Richard is also on to something in noticing the exuberant groveling before minorities to which Beck has grown accustomed. Whether making fictitious discoveries about black founders and black civic leaders in the early American Republic or celebrating Martin Luther King as the fount of American religious wisdom, one can count on Beck imitating a second-rate professor of black studies. Made-up black achievements flow from his lips, like the cascading Niagra River as it reaches the falls.
Although such performances may make Beck feel virtuous, they are inexpressibly infantile. Does Beck honestly believe that his confabulations would cause blacks to vote Republican? The GOP has been losing the black vote steadily since it embarked on its groveling campaign. If Beck’s noise has any value, it might be to reassure his neocon patrons that he shares their unqualified support for the civil rights revolution of the 1960s and 1970s. This revolution, taken together with its feminist, Latino, and gay legal repercussions, did far more to put the government on our backs than anything that Teddy Roosevelt or Martin Heidegger (who is another one of Beck’s villains) might have done. One might hope that a supposed advocate of small, decentralized government would address these transformations of the 1960s.

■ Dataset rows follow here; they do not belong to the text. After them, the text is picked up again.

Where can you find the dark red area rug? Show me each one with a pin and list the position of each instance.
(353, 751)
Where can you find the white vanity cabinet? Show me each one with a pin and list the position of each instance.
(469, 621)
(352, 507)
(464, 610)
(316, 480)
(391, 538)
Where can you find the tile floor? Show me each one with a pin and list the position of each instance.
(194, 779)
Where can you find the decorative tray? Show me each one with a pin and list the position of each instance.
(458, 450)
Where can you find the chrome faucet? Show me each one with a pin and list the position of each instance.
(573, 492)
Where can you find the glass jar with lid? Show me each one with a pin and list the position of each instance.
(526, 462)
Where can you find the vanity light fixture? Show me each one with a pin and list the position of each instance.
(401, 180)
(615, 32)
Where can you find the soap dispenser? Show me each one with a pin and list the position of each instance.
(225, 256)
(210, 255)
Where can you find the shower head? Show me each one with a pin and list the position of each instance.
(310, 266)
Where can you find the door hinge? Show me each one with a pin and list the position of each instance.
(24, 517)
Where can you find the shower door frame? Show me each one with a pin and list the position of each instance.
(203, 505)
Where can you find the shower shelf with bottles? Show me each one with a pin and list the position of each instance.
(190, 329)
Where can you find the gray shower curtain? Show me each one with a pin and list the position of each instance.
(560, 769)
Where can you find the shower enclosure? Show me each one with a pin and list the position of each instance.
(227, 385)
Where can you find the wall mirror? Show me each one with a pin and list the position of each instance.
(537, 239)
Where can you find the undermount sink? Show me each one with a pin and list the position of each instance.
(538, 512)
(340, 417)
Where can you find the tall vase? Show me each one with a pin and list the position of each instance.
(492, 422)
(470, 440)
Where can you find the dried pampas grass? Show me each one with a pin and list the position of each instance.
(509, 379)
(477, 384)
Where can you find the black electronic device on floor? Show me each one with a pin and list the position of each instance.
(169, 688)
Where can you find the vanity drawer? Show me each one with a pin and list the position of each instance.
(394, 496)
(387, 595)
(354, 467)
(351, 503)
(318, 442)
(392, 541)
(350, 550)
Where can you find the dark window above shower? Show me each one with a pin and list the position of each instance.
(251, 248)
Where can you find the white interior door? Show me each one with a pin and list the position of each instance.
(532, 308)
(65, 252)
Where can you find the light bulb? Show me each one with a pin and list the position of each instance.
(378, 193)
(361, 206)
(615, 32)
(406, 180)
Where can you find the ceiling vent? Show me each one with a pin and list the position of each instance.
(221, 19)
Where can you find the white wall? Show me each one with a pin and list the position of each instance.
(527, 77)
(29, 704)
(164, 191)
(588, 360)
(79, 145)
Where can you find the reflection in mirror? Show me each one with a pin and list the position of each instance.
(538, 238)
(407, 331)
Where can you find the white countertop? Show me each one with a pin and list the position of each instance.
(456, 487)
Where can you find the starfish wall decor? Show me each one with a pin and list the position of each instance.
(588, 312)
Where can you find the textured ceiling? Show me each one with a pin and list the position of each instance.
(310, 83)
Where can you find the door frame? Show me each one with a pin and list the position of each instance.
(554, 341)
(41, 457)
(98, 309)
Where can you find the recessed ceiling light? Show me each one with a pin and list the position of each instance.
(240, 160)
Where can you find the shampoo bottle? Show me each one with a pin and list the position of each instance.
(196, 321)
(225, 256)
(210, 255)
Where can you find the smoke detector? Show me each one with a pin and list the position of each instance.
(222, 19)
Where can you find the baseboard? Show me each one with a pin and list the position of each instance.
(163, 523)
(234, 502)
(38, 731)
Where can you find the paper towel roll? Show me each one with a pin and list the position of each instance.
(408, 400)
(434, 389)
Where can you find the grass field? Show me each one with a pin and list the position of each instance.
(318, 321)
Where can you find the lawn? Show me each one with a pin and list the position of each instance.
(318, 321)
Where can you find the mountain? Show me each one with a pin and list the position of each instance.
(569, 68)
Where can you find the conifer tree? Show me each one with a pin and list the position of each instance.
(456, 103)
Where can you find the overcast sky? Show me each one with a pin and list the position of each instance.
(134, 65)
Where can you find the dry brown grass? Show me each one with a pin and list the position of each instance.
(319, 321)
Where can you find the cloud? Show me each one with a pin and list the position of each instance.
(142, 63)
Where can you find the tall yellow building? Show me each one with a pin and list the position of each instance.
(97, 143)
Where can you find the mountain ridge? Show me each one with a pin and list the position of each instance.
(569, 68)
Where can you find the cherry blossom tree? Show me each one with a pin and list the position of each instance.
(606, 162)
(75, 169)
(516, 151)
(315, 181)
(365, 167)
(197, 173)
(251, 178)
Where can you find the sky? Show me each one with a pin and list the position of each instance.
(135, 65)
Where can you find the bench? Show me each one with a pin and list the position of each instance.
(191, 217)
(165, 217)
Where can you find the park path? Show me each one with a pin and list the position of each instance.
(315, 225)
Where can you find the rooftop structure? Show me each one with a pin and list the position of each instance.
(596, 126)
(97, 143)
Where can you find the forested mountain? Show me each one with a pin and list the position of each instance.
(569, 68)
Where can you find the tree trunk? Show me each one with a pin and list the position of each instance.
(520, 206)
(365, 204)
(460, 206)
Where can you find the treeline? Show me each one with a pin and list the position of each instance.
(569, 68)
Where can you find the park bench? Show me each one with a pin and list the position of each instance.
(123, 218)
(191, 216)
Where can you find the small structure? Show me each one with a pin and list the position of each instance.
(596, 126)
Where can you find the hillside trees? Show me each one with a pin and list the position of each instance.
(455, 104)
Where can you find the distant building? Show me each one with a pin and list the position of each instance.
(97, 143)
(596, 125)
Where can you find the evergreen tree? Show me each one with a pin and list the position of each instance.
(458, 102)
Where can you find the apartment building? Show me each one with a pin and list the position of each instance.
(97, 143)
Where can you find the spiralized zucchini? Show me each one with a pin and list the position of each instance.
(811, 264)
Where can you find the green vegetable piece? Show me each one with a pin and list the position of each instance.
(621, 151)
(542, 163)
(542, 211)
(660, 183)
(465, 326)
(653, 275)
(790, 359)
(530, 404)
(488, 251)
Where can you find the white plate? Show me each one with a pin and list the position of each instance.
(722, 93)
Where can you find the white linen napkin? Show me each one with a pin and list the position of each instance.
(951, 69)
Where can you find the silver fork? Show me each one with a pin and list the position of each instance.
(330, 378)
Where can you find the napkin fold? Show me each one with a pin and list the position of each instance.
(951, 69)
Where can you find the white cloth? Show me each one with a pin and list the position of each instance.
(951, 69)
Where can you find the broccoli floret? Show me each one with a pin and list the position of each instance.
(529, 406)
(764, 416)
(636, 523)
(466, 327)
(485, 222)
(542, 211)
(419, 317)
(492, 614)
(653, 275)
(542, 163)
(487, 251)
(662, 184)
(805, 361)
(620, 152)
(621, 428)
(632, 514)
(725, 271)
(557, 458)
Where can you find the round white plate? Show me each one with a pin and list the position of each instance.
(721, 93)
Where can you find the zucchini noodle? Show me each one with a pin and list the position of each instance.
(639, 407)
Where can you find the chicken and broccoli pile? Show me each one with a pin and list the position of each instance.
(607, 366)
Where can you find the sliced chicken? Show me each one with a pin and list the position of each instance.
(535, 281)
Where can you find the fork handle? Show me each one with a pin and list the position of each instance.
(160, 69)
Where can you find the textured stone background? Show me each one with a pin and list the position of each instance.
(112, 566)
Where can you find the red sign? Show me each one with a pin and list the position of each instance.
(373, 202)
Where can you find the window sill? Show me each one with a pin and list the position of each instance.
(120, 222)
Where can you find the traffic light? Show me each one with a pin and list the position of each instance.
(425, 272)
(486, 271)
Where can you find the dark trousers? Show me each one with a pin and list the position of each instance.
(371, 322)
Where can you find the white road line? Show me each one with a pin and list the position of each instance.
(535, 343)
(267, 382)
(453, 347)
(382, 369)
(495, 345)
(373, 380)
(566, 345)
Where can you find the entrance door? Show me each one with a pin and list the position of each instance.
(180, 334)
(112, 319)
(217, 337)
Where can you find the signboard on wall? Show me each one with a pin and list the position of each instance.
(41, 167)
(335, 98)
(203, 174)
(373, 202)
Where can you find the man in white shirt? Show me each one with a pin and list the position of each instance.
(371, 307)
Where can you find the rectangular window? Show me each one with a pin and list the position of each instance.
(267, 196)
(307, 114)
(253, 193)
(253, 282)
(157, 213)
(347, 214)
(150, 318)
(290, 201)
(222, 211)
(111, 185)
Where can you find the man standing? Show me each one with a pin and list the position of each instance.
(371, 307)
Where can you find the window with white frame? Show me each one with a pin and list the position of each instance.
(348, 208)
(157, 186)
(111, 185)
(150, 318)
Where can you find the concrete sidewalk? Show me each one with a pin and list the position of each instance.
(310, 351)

A promise: I shall gladly revise my negative judgment, which Richard helped confirm, if and when Beck brings on his program members of the non-authorized Right. It will not do simply to invite on more screamers against Obama’s inflationary policies or the discoverers of long-hidden links between Progressives and Democrats (but not between Progressives and Republicans). Unless Beck starts engaging “sensitive” issues, of the kind that Rand Paul recently broached, it will be clear that he is nothing more than what I think he is, a particularly hysterical shill for the usual suspects.